Boccabella was drafted from the Cubs by the Montreal Expos in the 1968 expansion draft. He served as a utility player until 1973 when he became the Expos' primary catcher. He set new personal career highs in 1973 in games played (118), plate appearances (442), home runs (7), and RBIs (46). Boccabella had another career highlight on July 6, 1973 when he hit two home runs in the sixth inning at Jarry Park, including a grand slam.

With the arrival in September 1973 of highly rated Expos' first round draft choice Barry Foote, Boccabella was traded to the Giants on March 27, 1974 for pitcher Don Carrithers after five seasons in Montreal.
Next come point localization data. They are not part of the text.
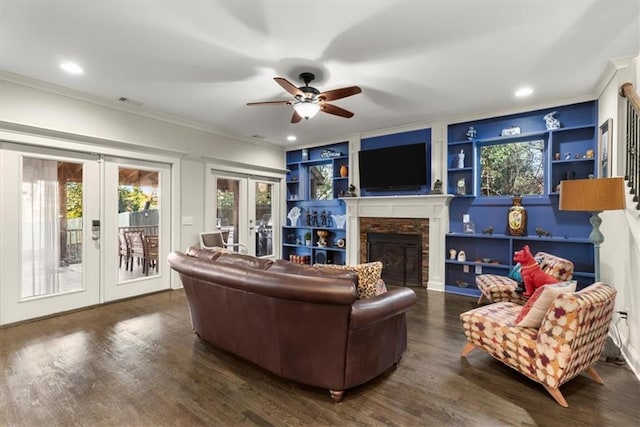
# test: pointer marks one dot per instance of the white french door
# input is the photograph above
(49, 260)
(137, 201)
(245, 208)
(62, 214)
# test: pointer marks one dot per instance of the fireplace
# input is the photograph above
(400, 254)
(402, 228)
(426, 215)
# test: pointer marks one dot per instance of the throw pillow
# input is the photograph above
(515, 273)
(533, 312)
(368, 276)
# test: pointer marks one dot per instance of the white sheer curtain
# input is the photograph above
(40, 227)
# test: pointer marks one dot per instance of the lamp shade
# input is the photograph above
(592, 195)
(307, 109)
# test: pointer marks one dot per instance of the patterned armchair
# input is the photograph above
(568, 342)
(498, 288)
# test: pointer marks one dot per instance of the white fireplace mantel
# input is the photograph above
(433, 207)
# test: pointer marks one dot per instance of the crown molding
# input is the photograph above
(128, 108)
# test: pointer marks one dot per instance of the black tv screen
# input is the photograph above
(404, 166)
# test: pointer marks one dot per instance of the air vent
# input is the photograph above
(129, 101)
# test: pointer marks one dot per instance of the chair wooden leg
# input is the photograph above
(336, 395)
(555, 393)
(594, 375)
(468, 348)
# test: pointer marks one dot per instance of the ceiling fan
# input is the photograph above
(308, 100)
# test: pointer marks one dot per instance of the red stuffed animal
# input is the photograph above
(532, 275)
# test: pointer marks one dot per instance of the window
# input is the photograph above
(512, 168)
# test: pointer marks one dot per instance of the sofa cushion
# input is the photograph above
(210, 254)
(288, 267)
(246, 261)
(368, 276)
(536, 307)
(515, 273)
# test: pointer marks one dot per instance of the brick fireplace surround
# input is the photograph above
(397, 226)
(428, 215)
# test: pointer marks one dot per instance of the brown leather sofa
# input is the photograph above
(302, 323)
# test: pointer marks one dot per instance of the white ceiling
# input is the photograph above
(416, 62)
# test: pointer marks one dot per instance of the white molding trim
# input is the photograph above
(128, 108)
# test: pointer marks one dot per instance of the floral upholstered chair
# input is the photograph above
(570, 337)
(498, 288)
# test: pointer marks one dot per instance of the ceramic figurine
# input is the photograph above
(517, 217)
(550, 121)
(461, 159)
(437, 187)
(293, 215)
(471, 133)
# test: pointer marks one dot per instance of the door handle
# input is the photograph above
(95, 229)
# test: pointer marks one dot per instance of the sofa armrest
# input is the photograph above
(366, 312)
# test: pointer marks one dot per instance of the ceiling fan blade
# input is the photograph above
(296, 117)
(336, 111)
(334, 94)
(288, 86)
(270, 103)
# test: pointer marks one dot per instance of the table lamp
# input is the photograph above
(593, 195)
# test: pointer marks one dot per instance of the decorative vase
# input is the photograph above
(322, 237)
(339, 220)
(517, 217)
(293, 215)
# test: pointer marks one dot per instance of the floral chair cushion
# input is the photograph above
(569, 340)
(498, 288)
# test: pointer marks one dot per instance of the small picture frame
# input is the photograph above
(604, 149)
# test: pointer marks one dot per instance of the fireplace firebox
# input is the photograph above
(400, 254)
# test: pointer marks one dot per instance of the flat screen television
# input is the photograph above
(404, 166)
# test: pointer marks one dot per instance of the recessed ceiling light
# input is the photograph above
(524, 91)
(71, 67)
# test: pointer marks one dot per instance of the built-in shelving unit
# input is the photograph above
(570, 152)
(300, 176)
(494, 255)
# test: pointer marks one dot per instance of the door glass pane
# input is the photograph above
(138, 219)
(51, 227)
(228, 192)
(263, 215)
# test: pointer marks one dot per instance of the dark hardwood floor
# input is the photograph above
(137, 362)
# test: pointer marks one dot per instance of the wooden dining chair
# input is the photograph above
(151, 253)
(124, 250)
(136, 242)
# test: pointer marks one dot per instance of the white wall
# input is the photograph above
(95, 125)
(620, 252)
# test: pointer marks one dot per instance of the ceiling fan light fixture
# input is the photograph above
(306, 109)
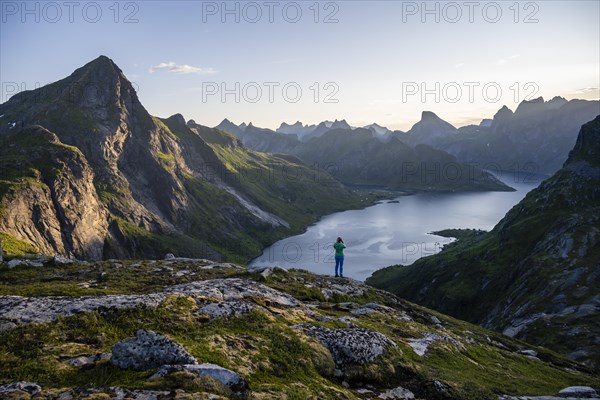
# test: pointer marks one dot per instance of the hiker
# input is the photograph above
(339, 247)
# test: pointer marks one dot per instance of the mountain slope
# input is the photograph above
(536, 275)
(122, 183)
(286, 334)
(535, 139)
(356, 157)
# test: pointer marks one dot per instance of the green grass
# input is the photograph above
(265, 349)
(12, 247)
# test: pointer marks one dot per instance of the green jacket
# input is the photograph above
(339, 249)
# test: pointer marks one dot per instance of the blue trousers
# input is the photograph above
(339, 263)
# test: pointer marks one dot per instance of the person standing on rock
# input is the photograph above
(339, 247)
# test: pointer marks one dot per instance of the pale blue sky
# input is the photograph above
(377, 58)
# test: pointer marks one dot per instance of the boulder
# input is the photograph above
(398, 393)
(28, 263)
(229, 309)
(149, 350)
(13, 388)
(85, 361)
(579, 391)
(238, 385)
(60, 260)
(351, 345)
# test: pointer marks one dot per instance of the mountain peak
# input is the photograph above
(587, 147)
(102, 65)
(429, 115)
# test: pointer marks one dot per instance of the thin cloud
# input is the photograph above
(181, 69)
(588, 89)
(504, 61)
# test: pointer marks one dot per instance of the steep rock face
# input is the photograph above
(59, 212)
(536, 275)
(135, 185)
(356, 157)
(429, 129)
(535, 139)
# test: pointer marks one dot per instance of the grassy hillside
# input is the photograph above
(278, 361)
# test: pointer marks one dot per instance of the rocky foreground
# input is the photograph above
(194, 329)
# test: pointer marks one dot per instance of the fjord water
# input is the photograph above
(393, 232)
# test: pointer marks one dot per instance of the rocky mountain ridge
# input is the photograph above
(89, 173)
(178, 327)
(536, 275)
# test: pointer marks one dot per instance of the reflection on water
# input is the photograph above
(391, 233)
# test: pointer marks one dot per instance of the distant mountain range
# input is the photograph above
(88, 172)
(532, 140)
(371, 157)
(536, 275)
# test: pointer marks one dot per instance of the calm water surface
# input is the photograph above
(389, 233)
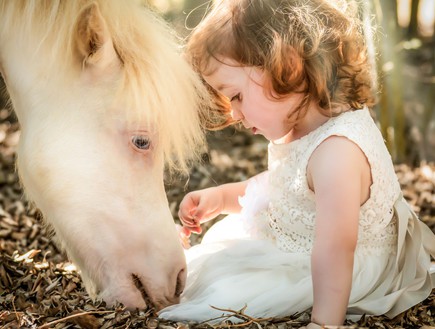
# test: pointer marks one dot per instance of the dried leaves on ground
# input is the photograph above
(40, 288)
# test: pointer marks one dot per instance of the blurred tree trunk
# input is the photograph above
(413, 23)
(391, 111)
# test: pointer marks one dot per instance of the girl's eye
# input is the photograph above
(235, 98)
(141, 142)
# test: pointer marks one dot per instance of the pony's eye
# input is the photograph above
(141, 142)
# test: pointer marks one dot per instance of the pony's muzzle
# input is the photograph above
(160, 303)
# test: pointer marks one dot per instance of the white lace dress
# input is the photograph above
(261, 258)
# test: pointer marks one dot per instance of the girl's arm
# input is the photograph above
(339, 175)
(200, 206)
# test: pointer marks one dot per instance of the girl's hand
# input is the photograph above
(200, 206)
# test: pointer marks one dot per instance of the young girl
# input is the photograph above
(326, 227)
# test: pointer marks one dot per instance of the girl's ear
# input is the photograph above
(93, 40)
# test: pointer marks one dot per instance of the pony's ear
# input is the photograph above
(93, 42)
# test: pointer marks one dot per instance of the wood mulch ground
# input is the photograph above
(39, 288)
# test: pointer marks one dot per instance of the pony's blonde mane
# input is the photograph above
(157, 84)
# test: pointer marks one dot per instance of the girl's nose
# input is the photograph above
(236, 114)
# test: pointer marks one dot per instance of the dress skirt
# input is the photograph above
(234, 269)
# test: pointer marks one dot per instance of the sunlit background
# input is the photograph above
(404, 53)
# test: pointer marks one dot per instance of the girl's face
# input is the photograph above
(249, 102)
After one season with his hometown team, during which he batted just .138 in 29 games, Boccabella retired at the age of 33.

===Career statistics===

In a twelve-year major league career, Boccabella played in 551 games, accumulating 320 hits in 1,462 at bats for a .219 career batting average along with 26 home runs and 148 runs batted in. As a catcher, he had a .984 career fielding percentage.

==Personal life==

After baseball Boccabella lived in Marin County, California with his wife Joyce. He worked as a marketing representative for PG&E for 19 years and retired in 1993. Boccabella is a Roman Catholic.